Vodacom is also in the midst of a major acquisition, after announcing plans to buy South Africa’s second fixed-line operator, Neotel, for R7bn ($605m) in May 2014. Neotel’s network, which includes 15,000 km of fibre-optic cable, 8000 km of which is located in metro Johannesburg, stands as an important complementary offering to Vodacom’s cellular business, and will further support the company’s drive to expand fibre coverage and 4G LTE deployment nationwide (see IT overview).
In July 2015 CompCom announced it had granted conditional approval for the acquisition, provided Vodacom does not use Neotel’s spectrum for wholesale or retail services for two years from either the approval date or December 31, 2017 (whichever is earlier); that Vodacom commit to R10bn ($864m) in fixed network, data and connectivity infrastructure investment; and that the company ensure the value of shares held by Black Economic Empowerment (BEE) shareholders increase by R1.4bn ($121m), which represents the current value of BEE stake in Neotel.
MTN and Vodafone’s move to increase consumer tariffs in mid-2015 will help mitigate the challenges of MTR cuts this year and next.

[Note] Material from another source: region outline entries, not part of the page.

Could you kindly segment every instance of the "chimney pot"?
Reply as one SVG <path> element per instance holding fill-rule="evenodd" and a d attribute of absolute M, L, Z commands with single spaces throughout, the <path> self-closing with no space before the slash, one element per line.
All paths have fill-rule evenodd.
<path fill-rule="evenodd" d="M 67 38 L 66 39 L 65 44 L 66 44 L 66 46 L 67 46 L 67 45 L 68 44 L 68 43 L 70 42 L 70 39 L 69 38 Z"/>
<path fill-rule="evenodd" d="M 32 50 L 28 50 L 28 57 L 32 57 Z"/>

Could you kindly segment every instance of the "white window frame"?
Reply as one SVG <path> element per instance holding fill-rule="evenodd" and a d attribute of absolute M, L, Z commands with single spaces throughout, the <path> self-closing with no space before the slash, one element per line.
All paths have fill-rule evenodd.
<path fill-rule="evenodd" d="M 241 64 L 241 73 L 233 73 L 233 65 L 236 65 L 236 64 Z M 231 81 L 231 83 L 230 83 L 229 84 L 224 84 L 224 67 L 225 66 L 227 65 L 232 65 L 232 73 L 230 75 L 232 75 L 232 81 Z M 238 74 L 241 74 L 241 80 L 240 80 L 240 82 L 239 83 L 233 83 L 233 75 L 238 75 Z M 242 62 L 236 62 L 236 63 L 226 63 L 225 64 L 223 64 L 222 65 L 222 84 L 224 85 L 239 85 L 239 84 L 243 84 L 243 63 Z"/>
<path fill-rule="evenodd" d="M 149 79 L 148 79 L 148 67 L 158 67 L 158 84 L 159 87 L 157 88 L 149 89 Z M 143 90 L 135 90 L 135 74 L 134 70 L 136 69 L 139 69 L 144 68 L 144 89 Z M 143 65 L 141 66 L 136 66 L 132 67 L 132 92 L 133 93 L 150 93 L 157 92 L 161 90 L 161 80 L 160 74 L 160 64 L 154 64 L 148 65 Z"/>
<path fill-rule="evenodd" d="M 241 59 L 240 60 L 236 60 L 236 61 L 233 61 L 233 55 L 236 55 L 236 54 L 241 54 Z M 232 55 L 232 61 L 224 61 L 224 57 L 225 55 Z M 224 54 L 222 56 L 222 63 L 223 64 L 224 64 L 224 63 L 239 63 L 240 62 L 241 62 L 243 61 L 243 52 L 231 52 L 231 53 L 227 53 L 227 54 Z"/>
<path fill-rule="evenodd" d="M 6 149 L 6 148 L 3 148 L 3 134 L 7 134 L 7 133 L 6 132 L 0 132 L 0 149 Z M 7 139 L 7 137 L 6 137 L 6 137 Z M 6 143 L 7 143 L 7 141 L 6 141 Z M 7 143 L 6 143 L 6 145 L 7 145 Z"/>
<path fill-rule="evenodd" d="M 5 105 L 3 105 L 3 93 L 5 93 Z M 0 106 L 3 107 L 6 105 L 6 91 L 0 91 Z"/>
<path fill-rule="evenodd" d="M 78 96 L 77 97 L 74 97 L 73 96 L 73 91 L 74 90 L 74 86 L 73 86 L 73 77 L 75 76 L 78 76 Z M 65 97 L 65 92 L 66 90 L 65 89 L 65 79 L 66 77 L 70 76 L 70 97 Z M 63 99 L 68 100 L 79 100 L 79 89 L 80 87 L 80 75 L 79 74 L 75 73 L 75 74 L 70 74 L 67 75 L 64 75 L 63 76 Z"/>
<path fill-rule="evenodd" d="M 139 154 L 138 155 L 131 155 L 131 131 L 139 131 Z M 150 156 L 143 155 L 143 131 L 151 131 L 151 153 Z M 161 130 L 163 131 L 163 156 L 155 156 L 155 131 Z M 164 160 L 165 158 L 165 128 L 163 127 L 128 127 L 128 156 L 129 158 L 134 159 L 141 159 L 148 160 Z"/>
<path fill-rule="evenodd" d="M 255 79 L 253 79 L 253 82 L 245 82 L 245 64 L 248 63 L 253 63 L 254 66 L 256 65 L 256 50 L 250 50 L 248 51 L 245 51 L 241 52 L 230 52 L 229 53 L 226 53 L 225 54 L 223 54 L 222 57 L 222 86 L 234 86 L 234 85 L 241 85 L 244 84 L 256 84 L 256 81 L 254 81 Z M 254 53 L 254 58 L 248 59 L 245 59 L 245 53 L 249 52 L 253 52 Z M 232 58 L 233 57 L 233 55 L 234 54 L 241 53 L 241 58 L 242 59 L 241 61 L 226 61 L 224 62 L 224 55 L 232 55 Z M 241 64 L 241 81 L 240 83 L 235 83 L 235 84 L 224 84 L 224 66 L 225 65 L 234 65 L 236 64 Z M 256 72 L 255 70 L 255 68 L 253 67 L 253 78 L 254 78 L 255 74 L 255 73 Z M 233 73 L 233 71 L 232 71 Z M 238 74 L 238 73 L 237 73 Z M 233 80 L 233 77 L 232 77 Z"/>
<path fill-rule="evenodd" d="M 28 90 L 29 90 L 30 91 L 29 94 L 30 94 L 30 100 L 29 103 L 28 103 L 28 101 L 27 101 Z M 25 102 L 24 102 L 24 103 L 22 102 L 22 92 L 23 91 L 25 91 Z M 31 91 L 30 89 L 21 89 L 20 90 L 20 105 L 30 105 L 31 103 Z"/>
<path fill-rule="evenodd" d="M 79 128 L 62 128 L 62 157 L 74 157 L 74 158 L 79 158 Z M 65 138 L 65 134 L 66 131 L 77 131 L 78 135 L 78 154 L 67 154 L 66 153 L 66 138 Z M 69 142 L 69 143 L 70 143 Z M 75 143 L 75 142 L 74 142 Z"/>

Surging demand for data, meanwhile, is expected to keep the industry profitable into 2016, despite the challenges in establishing new 4G LTE services, which are expected to eventually become major growth drivers.
Although market competition remains a significant challenge, recent moves to buy out illiquid companies with sizeable infrastructure networks could indicate the beginning of a period of consolidation in the industry. This could benefit long-term profitability and boost operators’ abilities to improve service offerings and capture more market share, lending an optimistic outlook to the country’s telecommunications sector.